Creating an enterprise out of fashion dolls

Annie Baird and Yvonne Walrond have fashioned a partnership that seeks to popularize their colourful and decidedly attractive fashion dolls that have to potential to set a new trend in home-decoration.

Both are passionate about developing a craft which they embraced as a hobby into something more – a successful business. In entrepreneurial terms, they are still light years away from success but their talent is evident and with trends in home décor changing these days, like the wind, a major market may well be just around the corner.

Both women are 59 years old. Baird is a Pouderoyen resident who, along with her husband, has created and vended items of craft for years. She learnt to work with her hands under the tutelage of her mother-in-law, Dolly Jacobs, a one-time Home Economics teacher. For more than 40 years she had been involved in the making and marketing of crocheted products, including dolls. Lacking in either meaningful investment capital or conventional marketing skills, Baird’s promotional pursuits were confined to travelling to open markets in Parika, Linden, Leonora, Georgetown and parts of Essequibo. The craft markets and shows were a no, no; she simply could not afford them. She plans to be at GuyExpo this year for the first time.

Yvonne Walrond and Annie Baird
Their decorative dolls

There were other challenges too. She never believed that her crocheted products could ever measure up to elaborate exoticism reflected in the more attractive imports. The notion created in her the persona of an underachiever. That was where Walrond came in.

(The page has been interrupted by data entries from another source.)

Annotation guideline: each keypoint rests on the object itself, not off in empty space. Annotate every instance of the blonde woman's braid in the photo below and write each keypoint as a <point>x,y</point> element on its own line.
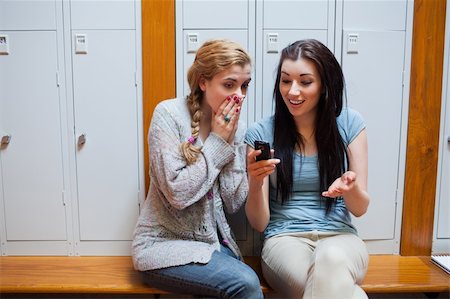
<point>189,151</point>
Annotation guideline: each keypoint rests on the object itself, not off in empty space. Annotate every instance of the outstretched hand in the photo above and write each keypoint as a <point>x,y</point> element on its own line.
<point>341,185</point>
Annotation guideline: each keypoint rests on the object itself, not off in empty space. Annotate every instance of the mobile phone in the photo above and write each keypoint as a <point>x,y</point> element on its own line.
<point>265,150</point>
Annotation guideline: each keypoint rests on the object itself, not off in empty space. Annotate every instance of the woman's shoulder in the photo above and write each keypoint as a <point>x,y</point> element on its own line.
<point>349,114</point>
<point>170,104</point>
<point>350,123</point>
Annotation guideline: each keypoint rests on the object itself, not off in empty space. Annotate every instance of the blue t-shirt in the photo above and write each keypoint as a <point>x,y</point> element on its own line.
<point>305,210</point>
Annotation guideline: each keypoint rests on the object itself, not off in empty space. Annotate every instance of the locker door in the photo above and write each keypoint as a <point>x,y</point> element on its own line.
<point>31,190</point>
<point>271,59</point>
<point>443,212</point>
<point>27,15</point>
<point>374,88</point>
<point>105,112</point>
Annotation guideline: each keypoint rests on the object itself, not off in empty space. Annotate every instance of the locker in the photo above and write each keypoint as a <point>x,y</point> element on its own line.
<point>441,235</point>
<point>443,212</point>
<point>106,135</point>
<point>375,14</point>
<point>374,79</point>
<point>300,14</point>
<point>101,14</point>
<point>27,15</point>
<point>31,178</point>
<point>214,14</point>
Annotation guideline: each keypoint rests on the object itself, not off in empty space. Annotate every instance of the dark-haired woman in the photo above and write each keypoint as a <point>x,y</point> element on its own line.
<point>303,197</point>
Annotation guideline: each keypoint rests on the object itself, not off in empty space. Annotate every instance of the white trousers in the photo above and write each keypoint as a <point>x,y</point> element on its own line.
<point>315,265</point>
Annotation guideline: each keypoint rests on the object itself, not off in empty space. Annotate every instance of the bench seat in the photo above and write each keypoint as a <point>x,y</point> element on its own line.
<point>115,275</point>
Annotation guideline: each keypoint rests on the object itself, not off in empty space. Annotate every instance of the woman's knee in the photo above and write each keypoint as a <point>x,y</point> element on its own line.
<point>248,284</point>
<point>331,257</point>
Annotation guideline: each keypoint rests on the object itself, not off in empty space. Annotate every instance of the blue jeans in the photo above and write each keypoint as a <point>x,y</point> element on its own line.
<point>225,276</point>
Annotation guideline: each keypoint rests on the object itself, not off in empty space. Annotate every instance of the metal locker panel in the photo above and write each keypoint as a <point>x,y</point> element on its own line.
<point>374,88</point>
<point>31,164</point>
<point>105,111</point>
<point>215,14</point>
<point>375,14</point>
<point>239,36</point>
<point>102,14</point>
<point>27,15</point>
<point>271,59</point>
<point>443,216</point>
<point>299,14</point>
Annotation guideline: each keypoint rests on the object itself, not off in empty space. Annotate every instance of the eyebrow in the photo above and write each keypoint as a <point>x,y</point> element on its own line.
<point>304,74</point>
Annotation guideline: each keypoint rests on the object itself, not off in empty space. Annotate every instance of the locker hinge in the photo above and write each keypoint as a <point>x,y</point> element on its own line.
<point>57,79</point>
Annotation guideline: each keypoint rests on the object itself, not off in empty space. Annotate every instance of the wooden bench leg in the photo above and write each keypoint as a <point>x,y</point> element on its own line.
<point>432,295</point>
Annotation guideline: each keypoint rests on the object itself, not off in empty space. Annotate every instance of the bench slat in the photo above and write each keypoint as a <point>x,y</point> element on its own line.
<point>115,275</point>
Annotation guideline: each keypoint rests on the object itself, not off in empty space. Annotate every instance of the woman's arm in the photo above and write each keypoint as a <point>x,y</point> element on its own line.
<point>182,184</point>
<point>257,205</point>
<point>233,180</point>
<point>352,185</point>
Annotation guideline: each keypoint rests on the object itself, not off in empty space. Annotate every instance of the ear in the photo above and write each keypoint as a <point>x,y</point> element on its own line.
<point>202,84</point>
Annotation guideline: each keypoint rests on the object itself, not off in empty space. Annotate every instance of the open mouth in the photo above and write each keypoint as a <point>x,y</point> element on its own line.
<point>296,102</point>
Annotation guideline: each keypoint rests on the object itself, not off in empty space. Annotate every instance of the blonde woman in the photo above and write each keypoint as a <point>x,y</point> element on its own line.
<point>182,242</point>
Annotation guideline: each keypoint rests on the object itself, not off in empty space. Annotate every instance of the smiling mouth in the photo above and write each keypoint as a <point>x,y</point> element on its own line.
<point>296,102</point>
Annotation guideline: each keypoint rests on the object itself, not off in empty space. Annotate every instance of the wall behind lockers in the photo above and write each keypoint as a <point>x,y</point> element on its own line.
<point>372,41</point>
<point>441,232</point>
<point>71,126</point>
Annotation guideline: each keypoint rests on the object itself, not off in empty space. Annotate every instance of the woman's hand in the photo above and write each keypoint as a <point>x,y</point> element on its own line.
<point>258,170</point>
<point>341,185</point>
<point>225,121</point>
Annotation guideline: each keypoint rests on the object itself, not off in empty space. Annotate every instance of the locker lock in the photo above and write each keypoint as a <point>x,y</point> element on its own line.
<point>5,140</point>
<point>82,139</point>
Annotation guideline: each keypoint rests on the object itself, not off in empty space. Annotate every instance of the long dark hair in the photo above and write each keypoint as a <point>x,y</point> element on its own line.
<point>332,154</point>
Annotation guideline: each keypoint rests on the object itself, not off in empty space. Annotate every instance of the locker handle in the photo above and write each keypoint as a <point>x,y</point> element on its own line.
<point>6,139</point>
<point>82,139</point>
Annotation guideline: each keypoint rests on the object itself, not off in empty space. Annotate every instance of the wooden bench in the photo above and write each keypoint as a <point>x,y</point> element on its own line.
<point>115,275</point>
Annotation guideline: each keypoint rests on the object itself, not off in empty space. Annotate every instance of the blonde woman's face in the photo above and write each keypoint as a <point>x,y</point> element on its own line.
<point>232,81</point>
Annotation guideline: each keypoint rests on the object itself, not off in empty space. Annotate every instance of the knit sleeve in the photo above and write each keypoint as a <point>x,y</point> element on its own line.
<point>182,184</point>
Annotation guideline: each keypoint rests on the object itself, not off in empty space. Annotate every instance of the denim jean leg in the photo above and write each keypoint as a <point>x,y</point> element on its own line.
<point>223,277</point>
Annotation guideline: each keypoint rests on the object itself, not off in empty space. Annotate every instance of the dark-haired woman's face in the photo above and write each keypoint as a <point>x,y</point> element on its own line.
<point>300,87</point>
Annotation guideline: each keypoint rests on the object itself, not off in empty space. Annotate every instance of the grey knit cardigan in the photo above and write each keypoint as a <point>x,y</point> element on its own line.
<point>183,211</point>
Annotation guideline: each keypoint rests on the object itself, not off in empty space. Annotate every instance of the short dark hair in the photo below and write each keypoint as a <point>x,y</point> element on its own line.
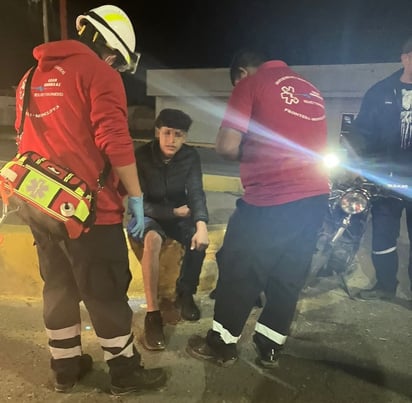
<point>243,59</point>
<point>407,46</point>
<point>174,118</point>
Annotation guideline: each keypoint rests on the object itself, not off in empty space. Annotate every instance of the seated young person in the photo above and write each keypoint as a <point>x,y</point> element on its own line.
<point>174,206</point>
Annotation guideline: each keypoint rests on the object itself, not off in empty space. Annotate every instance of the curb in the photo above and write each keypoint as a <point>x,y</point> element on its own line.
<point>20,269</point>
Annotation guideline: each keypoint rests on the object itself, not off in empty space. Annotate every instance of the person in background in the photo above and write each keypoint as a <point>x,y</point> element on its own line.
<point>275,126</point>
<point>174,206</point>
<point>381,138</point>
<point>77,117</point>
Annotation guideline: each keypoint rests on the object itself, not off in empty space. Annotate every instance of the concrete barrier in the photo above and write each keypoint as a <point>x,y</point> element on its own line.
<point>19,269</point>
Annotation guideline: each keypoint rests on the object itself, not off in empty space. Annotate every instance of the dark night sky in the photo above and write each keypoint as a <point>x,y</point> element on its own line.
<point>197,34</point>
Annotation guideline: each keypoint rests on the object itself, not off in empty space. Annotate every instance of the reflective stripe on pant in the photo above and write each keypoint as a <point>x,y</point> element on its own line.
<point>265,249</point>
<point>386,216</point>
<point>93,268</point>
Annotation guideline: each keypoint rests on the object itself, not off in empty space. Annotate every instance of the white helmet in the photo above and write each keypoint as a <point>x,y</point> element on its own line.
<point>117,30</point>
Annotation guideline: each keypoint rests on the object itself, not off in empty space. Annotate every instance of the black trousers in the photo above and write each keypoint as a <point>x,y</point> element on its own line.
<point>182,231</point>
<point>94,269</point>
<point>386,222</point>
<point>265,249</point>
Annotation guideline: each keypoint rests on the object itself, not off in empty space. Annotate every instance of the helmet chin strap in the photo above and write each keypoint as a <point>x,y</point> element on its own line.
<point>110,59</point>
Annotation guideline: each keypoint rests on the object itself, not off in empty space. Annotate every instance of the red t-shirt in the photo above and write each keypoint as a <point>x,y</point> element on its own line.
<point>282,117</point>
<point>77,117</point>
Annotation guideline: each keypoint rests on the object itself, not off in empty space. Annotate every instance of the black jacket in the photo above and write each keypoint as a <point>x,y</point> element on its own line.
<point>376,132</point>
<point>166,186</point>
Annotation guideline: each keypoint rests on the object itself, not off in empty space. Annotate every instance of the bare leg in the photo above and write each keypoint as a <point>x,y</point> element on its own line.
<point>150,269</point>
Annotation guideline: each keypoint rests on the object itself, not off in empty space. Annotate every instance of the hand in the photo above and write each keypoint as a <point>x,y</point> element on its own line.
<point>182,211</point>
<point>136,225</point>
<point>200,240</point>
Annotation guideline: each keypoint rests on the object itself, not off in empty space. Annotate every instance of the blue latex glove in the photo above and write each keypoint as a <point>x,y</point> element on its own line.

A relatively recent re-migrant from the United States, she too has a passion for working with her hands. Baird had gone to her sister’s home and seen one of Walrond’s woolen dolls which she had brought her as a gift. The proverbial penny dropped! The quality of the product reposed to a large extent in the type of material that Walrond was using to create her dolls.

Walrond’s manufacturing method was simple. Utilizing her ready access to products she acquired dolls and other accessories, she simply knitted the wool onto the dolls, an approach that left her free to apply her own creative touches. Walrond favours the internationally famous Red Heart yarn which she believes makes “all the difference” to the quality of the product.

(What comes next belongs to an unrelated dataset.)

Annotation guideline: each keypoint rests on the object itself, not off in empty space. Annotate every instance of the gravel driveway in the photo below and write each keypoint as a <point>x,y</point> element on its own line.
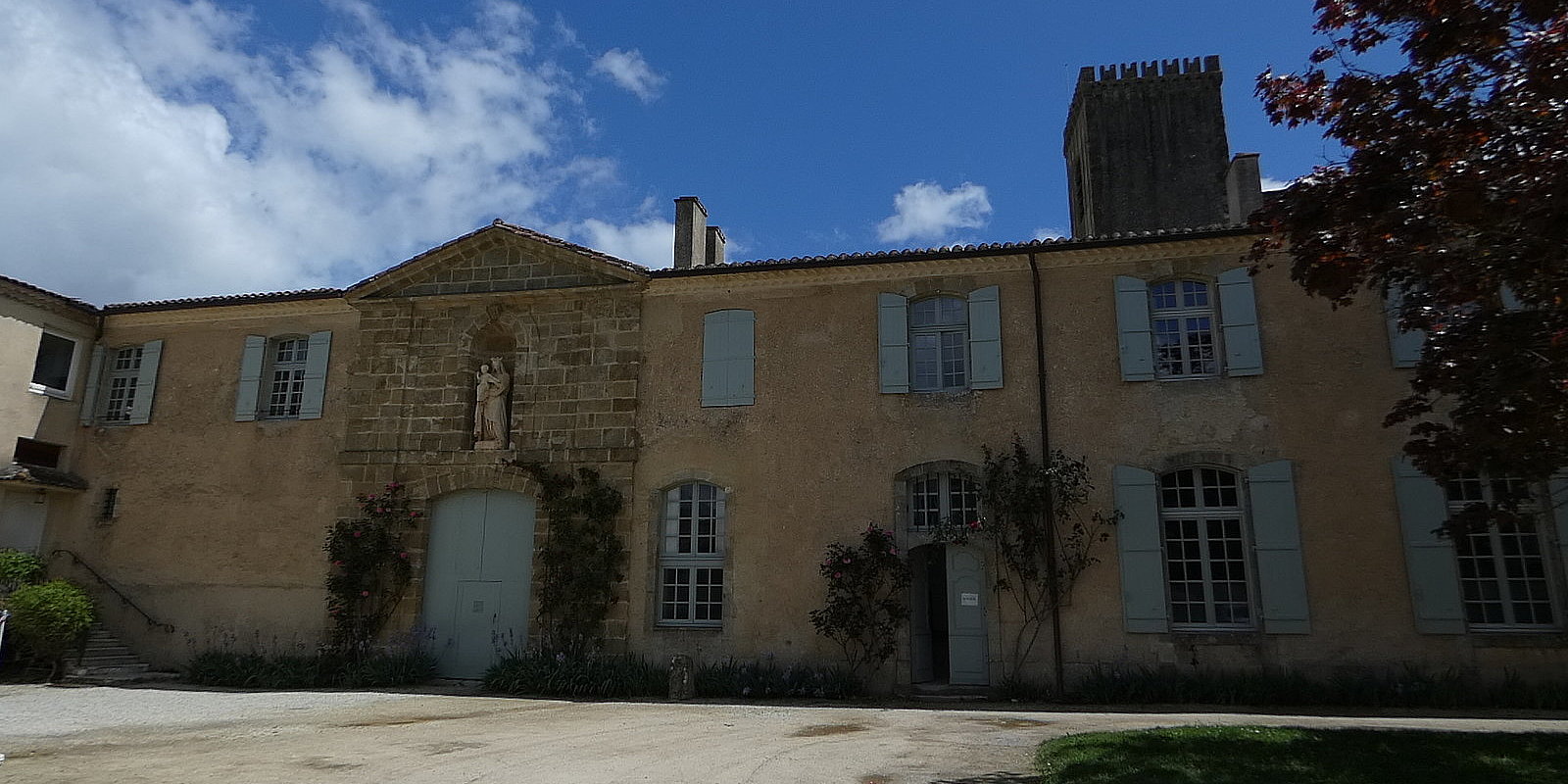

A firm partnership has been established and when Stabroek Business met the two women at Pouderoyen last weekend they were discussing the importation of fresh consignments of dolls, accessories and wool. The partnership having moved into business mode they were considering the costs and how the money was to be accumulated.

The transformation has been considerable. For Walrond, particularly, the emphasis has shifted from simply gifting her creations to family and friends to seriously contemplating their market value.

The acquisition of the next consignment of raw material will coincide with Walrond being in the USA on holiday shortly. The two anticipate a short-term investment of around $500,000 in purchases. Red Heart wool, Yvonne says, currently costs US$3 per ounce, while the dolls cost around US$3 each.

Buoyed by the mutual support they now give to each other, their dolls have caught on considerably in recent months. Baird’s recent trip into George-town with a consignment of dolls, was, she says, a considerable success. The creativity of the partners has yielded a variety of dolls ranging from living room and bedroom fashion cushions to days-of-the-week dolls. They currently work for mark-ups of between $500 and $1000, their cost of production ranging from $4,000 to $8,000.

It takes several hours to fashion a doll and both women welcome the opportunity afforded by both the range of colour and texture which the high-quality wool offers to allow them to parade their creativity. Last weekend this newspaper was afforded the opportunity of viewing a varied collection of dolls adorned in costumes depicting cultural traditions, contemporary fashion, rituals and ceremony. It is just the sort of thing that could catch on among craft lovers.

Up until now the two women have focused their efforts on building a partnership and both say they are now keen to enter a phase of going after markets more aggressively. Establishing an outlet of their own and probing export possibilities is a longer-term ambition. Branding their product here and broadening the range of dolls they produce to cater for a wider range of tastes, occasions and socio-cultural appetites is the present priority. It is a pursuit that appears laden with promise.